Reid Kelley’s chief literary technique throughout all three videos is the god-awful pun. Pasiphae brags to Venus that “I still insert my clause in every handsome Bill I meet.” Priapus boasts of how he “tied Jason into Argo-knots.” Ariadne, deep in a depression at the end of the cycle, needs a “raisin to live.” “Love’s a vulture, and must carrion,” Priapus offers. Anagrams, too, are in the house. When Daedalus speaks of the “warm violences” that will be visited on Pasiphae by the bull, the video shows a 2-D motion graphics sequence of the letters in the phrase, compressed by a cartoon hammer and brush, reformed into the phrases “Ram nice vowels” “Visceral women” “rev slow cinema”, and finally, “new liver comas”. A handful of critics have saluted Reid Kelley as an authentically virtuosic zany punster.
Puns can be used both to insinuate and to harass, as when Hamlet blocks his would-be interlocutors with phony misunderstandings.

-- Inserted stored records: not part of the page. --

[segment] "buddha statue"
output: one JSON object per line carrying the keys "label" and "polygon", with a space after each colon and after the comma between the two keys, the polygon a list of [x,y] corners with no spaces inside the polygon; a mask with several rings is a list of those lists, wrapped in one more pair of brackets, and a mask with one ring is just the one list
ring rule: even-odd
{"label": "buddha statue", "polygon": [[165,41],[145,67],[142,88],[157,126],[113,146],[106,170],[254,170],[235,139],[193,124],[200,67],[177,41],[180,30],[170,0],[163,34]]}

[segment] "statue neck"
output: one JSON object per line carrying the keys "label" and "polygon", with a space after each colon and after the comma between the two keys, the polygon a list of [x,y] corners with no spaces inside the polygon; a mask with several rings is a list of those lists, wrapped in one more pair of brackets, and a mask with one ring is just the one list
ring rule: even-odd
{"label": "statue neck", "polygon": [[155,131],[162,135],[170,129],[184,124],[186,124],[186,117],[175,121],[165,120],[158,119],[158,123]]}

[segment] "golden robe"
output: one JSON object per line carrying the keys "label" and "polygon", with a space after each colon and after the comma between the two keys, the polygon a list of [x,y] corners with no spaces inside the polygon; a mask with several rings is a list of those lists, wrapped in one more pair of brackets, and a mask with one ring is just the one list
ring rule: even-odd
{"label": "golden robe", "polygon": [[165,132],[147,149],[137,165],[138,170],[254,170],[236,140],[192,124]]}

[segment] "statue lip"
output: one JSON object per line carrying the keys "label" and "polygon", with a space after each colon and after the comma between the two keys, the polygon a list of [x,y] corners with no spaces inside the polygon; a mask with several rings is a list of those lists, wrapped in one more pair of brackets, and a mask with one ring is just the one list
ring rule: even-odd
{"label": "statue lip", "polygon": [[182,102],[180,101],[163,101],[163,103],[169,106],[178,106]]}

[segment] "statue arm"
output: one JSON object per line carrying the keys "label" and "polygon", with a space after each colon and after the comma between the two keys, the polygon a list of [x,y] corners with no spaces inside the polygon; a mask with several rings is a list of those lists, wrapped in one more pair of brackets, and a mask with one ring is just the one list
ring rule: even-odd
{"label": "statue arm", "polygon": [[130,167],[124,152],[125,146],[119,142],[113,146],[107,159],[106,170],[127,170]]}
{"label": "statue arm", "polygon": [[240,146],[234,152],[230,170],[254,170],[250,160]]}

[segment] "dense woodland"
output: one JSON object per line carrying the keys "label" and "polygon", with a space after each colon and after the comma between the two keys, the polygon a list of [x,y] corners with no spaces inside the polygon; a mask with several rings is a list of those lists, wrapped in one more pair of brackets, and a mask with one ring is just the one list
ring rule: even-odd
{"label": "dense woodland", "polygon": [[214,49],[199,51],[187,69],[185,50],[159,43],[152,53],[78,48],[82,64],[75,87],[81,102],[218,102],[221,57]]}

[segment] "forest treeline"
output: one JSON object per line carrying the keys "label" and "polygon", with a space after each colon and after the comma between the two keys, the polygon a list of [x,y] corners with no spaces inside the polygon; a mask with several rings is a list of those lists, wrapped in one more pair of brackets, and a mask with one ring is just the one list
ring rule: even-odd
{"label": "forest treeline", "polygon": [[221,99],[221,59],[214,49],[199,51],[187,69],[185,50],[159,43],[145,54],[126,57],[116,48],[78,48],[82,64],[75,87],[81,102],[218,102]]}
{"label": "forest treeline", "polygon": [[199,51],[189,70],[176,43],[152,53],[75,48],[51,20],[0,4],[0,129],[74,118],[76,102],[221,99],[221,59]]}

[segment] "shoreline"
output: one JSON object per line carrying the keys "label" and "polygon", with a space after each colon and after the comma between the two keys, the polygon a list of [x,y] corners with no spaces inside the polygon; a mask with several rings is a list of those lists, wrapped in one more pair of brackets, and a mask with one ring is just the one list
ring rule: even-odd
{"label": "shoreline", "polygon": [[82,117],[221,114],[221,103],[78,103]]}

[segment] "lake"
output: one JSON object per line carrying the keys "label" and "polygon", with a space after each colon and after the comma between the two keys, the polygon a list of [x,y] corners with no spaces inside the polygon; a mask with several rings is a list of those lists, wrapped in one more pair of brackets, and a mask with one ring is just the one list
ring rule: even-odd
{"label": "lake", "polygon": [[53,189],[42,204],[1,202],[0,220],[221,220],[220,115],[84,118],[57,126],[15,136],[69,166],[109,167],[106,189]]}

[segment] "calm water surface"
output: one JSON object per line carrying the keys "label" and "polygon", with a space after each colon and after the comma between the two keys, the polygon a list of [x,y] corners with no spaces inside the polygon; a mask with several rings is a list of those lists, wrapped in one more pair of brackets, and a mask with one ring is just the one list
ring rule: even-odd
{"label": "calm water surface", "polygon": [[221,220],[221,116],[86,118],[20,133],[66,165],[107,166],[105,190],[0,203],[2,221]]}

But in a supercharged poem about a woman desperate to get fucked by a bull, why the innuendo? Reid Kelley’s deliberately tedious, wince-worthy wordplay doesn’t draw out the meanings of the texts it references so much as strangely rebowdlerize them, this time through the giddy sensibility of a precocious, peppy young theater major. In a contemporary culture where poetry has lost all mainstream force, the pauseless, uninflected, high-toned theater-talk that swells the video’s soundtracks is more barrier than bridge. Reid Kelley’s logocentrism doesn’t heighten the subversive sexual content of Swinburne’s text so much as smother it in unsexy zero-budget theatrical frippery. As in the video work of Mike Kelley (no blood relation, but an obvious influence) the meaning lies in the mood: a medicinal cocktail of lowbrow entertainment, expropriations of the Western canon, and a calculatedly nagging friction between the two.